Francesca’s chest tightened as she thought of the nun. Sister Alberta was a Catholic in exile, though she’d never explained why, and had lived two lanes away from Francesca and Maria in their little village. The nun had befriended them when their mother disappeared, taught Francesca to cook and both sisters to read and even speak a little English. Sister had loved them.

“You putting on airs for someone?” said Adriana, an Italian woman from Roma. She wore thick rouge, and though she was traveling in steerage, her dress looked finer than those of the other women with its lace trim and shiny beading. It was also vivid purple. All the better to attract male attention.

“I need more water.” Francesca’s gaze flicked to her sister and back to the woman she was certain traded lire for sex. Not that Francesca minded. She wasn’t bothered by other people’s choices, especially when it came to survival. God must understand need when he saw it, if he was truly a benevolent God.

Adriana crossed her arms beneath her bosom. “Plan on flirting with the captain for it?”

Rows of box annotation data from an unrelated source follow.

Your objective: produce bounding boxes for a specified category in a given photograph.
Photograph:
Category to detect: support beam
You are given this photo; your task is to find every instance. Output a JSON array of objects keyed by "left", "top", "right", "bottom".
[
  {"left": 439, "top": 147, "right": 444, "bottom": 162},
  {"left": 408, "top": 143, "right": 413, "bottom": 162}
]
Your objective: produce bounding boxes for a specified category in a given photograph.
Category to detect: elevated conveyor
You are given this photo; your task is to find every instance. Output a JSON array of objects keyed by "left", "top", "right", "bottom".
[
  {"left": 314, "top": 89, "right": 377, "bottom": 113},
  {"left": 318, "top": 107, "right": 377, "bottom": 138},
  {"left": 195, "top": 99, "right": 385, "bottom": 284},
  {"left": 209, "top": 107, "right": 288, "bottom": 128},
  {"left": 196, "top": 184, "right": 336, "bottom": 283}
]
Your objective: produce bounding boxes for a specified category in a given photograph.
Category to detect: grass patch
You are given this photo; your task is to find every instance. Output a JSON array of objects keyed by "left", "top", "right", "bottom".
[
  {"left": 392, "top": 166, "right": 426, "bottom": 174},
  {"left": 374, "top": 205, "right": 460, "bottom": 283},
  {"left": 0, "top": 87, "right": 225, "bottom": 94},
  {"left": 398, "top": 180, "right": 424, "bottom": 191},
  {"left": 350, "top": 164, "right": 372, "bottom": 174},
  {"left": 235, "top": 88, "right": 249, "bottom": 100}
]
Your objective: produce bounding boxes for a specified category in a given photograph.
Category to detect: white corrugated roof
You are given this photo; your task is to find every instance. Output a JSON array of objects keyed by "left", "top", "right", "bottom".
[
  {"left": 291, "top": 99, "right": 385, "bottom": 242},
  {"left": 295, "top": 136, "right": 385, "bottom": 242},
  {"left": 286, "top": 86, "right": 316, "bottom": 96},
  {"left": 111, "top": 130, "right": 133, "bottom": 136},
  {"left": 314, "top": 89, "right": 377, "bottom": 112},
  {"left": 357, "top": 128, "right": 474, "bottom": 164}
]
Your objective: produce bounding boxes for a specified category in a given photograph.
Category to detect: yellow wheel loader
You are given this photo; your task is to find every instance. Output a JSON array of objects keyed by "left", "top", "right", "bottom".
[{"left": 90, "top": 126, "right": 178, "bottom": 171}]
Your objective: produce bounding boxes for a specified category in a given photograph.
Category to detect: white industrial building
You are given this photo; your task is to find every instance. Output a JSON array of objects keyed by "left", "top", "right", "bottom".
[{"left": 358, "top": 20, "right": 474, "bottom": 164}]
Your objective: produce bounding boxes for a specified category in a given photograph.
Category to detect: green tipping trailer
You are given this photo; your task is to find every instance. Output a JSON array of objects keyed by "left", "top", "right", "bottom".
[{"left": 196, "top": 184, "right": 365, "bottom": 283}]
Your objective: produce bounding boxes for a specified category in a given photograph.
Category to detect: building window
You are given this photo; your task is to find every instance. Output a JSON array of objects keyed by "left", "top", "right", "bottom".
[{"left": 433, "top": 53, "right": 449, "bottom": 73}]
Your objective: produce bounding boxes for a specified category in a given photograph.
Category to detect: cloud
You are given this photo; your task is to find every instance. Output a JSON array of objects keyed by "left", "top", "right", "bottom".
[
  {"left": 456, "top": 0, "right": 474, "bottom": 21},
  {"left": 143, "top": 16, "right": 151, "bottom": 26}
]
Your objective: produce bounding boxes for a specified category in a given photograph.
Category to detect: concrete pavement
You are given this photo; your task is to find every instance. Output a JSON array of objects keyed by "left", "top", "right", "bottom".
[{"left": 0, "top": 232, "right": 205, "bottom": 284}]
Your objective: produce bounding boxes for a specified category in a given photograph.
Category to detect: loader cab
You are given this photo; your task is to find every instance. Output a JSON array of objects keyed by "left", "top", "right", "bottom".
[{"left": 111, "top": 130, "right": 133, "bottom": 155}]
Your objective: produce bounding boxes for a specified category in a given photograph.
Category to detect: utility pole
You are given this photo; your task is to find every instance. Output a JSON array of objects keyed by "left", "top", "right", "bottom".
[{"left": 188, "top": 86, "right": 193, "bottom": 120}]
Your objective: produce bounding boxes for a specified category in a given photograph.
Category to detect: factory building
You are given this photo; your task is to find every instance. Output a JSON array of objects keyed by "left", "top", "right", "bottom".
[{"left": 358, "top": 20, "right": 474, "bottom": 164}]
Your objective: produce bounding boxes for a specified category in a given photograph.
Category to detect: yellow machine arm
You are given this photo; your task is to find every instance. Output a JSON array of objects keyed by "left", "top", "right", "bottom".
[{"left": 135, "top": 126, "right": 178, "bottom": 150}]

Francesca snapped the compact closed. “I’m going to the upper decks, see if someone will spare some.”

Or perhaps she would just take their water. She was good at that, taking things.

“Better work it harder, amore, if you want to fit in with that lot.” A woman with no front teeth rose from her bed and dug through a handbag tucked beneath her pillow. “Here. Have some of this.” She held out an elegant bottle of perfume.

Francesca felt a rush of gratitude. She reached for the bottle and dabbed her neck and wrists.

“I’ve got some rouge, too.” Adriana produced a small tub. “You’ll have better luck with the guards this way.”

Another cabin mate watched them quietly, pushed up from her bunk, and took something out of a bag she’d been using as a pillow. “It was my nonna’s.” She clutched a cashmere shawl to her chest. It didn’t look new, but it had been well cared for and could still pass for acceptable among the upper class, at least Francesca hoped. “The gray will be pretty with your eyes,” the woman continued. “Please, be careful with it.”

Francesca hardly knew them, yet they lent their most precious belongings to help her. An unspoken sense of unity hung in the air. Tired of suffering, they’d all left their homes behind and hoped for better times ahead.

“I…I don’t know how to thank you all,” she stammered as a swell of emotion clogged her throat.

“Show those puttanas they aren’t better than us,” Adriana said, winking.

At that, Francesca smiled.

She blew her cabin mates a kiss to whistles and cheers. Holding her head high, she threaded through the narrow hallway, wound through a room filled with barrels and clusters of steamer trunks, and passed a huddled group of passengers playing card games. She approached the ladder leading to the second-class deck quickly, before she could change her mind, and ascended it.

And there, at the end of the next passageway, a crewman stood guard.

When he spotted her, he stepped to the right and crossed his arms, blocking the entrance.

She clasped her hands together like a lady should, stretched her five-foot, three-inch frame to full height, and, ignoring the thundering in her ears, marched toward the guard.

He stood stiffly in a navy uniform, the name “Forrester” stitched across his breast pocket in yellow thread. “I can’t let you through, miss. There’s no steerage allowed here.”

Her stomach tightened, but she forced a smile. “Excuse me, Mr. Forrester, I am second class. I have friend in steerage. I visit her but now I return.”

The wiry seaman peered at her, his gaze traveling over her worn shoes and dress.

Nervously, she dug her thumbnail into the flesh of her index finger, willing herself to remain calm.

“Second class, you say?” His eyes rested on her rouged lips.

“Yes. Excuse me,” she said, her tone clipped as if she were insulted.

He stared at her for a long, uncomfortable minute. At last, he angled his body away from her, leaving just enough room so her body would brush against his in an intimate way.